People at the vigil had brought red and white roses and placed them on the table after it ended, along with smaller white candles in plastic cups some had held. The news was so fresh that the mourners were only just finding out the identities of some of the victims.

An exchange student from Pakistan, Sabika Sheikh; substitute teacher Cynthia Tisdale; and students Chris Stone and Shana Fisher were among those killed, family members and officials said.

Tisdale’s niece, Leia Olinde, told The Associated Press that her aunt was like a mother to her and helped her shop for wedding dresses last year. “She was wonderful. She was just so loving,” said Olinde, 25. “I’ve never met a woman who loved her family so much.”

‘How did this happen?’ Shock turns to sorrow in Santa Fe, Texas
‘How did this happen?’ Shock turns to sorrow in Santa Fe, Texas

J.J. Watt, the Houston Texans’ star defensive end, offered on Friday to pay for the funerals of all 10 victims. “Absolutely horrific,” Watt said on Twitter earlier in the day.

Even as they mourned, locals were bracing for the inevitable debate on guns that they knew would follow. The suspect, 17-year-old Dimitrios Pagourtzis, who faces capital murder charges, was armed with a shotgun and a revolver that belonged to his father, authorities said. Gun ownership is embraced in the town, but several residents said responsibilities come with it.

“We have guns, but we have them locked up,” Strickland said. She and others said they support placing metal detectors in the schools.

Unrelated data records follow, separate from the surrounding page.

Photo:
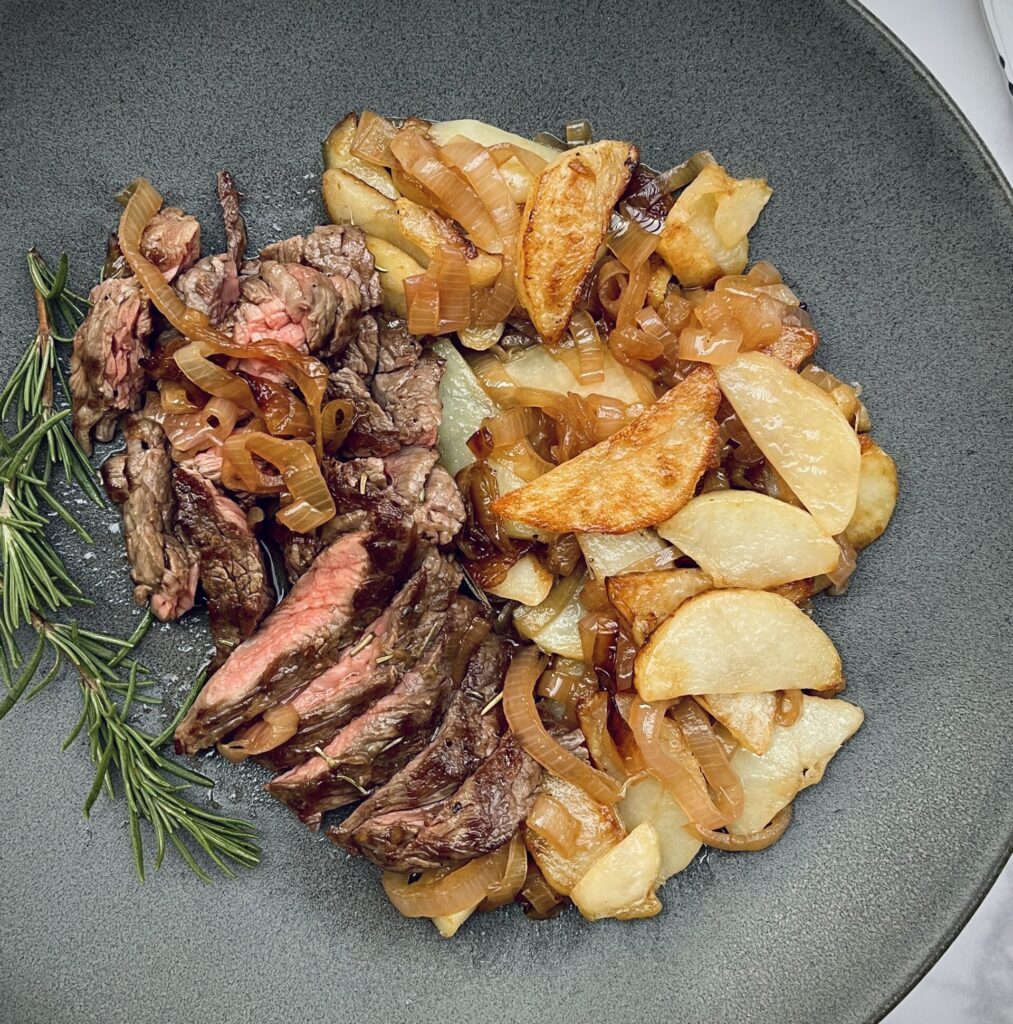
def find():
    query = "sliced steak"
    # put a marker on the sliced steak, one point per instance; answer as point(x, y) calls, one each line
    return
point(433, 498)
point(340, 252)
point(411, 398)
point(464, 739)
point(212, 287)
point(290, 302)
point(107, 378)
point(373, 431)
point(344, 589)
point(373, 666)
point(139, 479)
point(231, 215)
point(171, 241)
point(231, 569)
point(479, 817)
point(372, 748)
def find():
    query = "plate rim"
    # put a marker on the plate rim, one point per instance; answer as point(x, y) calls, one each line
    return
point(968, 909)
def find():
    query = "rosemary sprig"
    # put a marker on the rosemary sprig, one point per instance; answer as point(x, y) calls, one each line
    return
point(35, 585)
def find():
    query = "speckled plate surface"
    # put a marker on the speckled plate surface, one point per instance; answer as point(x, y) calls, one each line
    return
point(887, 218)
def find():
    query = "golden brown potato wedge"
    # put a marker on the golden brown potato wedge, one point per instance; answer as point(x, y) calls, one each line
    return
point(621, 883)
point(638, 477)
point(644, 599)
point(429, 231)
point(749, 717)
point(736, 641)
point(599, 830)
point(797, 758)
point(706, 233)
point(336, 155)
point(393, 265)
point(801, 431)
point(564, 221)
point(877, 495)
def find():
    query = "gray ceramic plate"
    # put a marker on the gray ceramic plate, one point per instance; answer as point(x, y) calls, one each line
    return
point(892, 223)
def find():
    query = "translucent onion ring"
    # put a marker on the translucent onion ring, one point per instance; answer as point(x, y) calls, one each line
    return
point(521, 715)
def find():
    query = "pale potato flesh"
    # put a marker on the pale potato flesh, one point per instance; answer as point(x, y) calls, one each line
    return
point(796, 758)
point(613, 554)
point(644, 599)
point(565, 219)
point(599, 829)
point(745, 539)
point(337, 155)
point(621, 883)
point(801, 432)
point(526, 582)
point(392, 266)
point(749, 717)
point(877, 496)
point(706, 231)
point(648, 801)
point(640, 476)
point(735, 641)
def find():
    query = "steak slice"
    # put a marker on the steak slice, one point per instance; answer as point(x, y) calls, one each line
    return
point(231, 215)
point(231, 569)
point(374, 745)
point(171, 241)
point(373, 666)
point(163, 569)
point(464, 739)
point(345, 588)
point(483, 814)
point(340, 252)
point(107, 378)
point(433, 498)
point(411, 397)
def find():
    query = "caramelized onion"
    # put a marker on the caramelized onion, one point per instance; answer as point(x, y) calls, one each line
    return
point(522, 717)
point(589, 348)
point(446, 894)
point(760, 840)
point(667, 756)
point(551, 820)
point(311, 504)
point(724, 783)
point(506, 890)
point(278, 725)
point(454, 194)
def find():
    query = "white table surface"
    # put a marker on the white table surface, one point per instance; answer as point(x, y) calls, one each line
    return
point(973, 981)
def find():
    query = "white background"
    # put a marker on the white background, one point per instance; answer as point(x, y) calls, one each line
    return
point(973, 982)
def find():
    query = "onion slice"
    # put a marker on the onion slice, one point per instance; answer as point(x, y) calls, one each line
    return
point(760, 840)
point(437, 896)
point(521, 715)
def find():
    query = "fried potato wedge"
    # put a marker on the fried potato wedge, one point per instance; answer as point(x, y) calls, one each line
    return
point(621, 883)
point(526, 582)
point(801, 431)
point(428, 231)
point(599, 830)
point(648, 801)
point(565, 219)
point(644, 599)
point(735, 641)
point(392, 265)
point(797, 758)
point(640, 476)
point(706, 233)
point(745, 539)
point(337, 155)
point(877, 495)
point(749, 717)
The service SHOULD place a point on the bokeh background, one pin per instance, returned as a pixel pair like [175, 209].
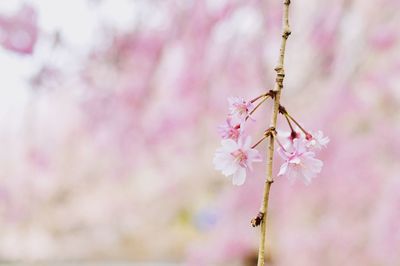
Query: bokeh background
[108, 118]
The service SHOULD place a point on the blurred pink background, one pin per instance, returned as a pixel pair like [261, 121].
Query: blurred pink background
[108, 124]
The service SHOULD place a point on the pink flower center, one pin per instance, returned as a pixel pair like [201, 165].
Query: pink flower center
[240, 157]
[241, 108]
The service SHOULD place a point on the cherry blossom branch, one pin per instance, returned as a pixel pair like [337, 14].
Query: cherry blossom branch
[280, 75]
[283, 111]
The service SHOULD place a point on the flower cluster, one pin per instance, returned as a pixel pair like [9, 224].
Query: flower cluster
[298, 153]
[297, 147]
[236, 155]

Tim Nicodemus, 47, an Army veteran who makes and sells gun holsters, said education about gun safety is key and he believes those who provide guns to people who shouldn’t have them should be held accountable.

“Those are two steps,” Nicodemus said. “I don’t see how they are wrong.”

Santa Fe has canceled classes on Monday and Tuesday, and then there are just a couple weeks left before summer vacation.

When “something like this happens, you don’t even want to send them back,” said Kristi McFarland, 41, who along with her sister has children in Santa Fe’s middle and high school.

“Our kids are required to go to school and we are required to send them,” said Stephanie Falcon, 40. “But every day we keep them home, they are safe.”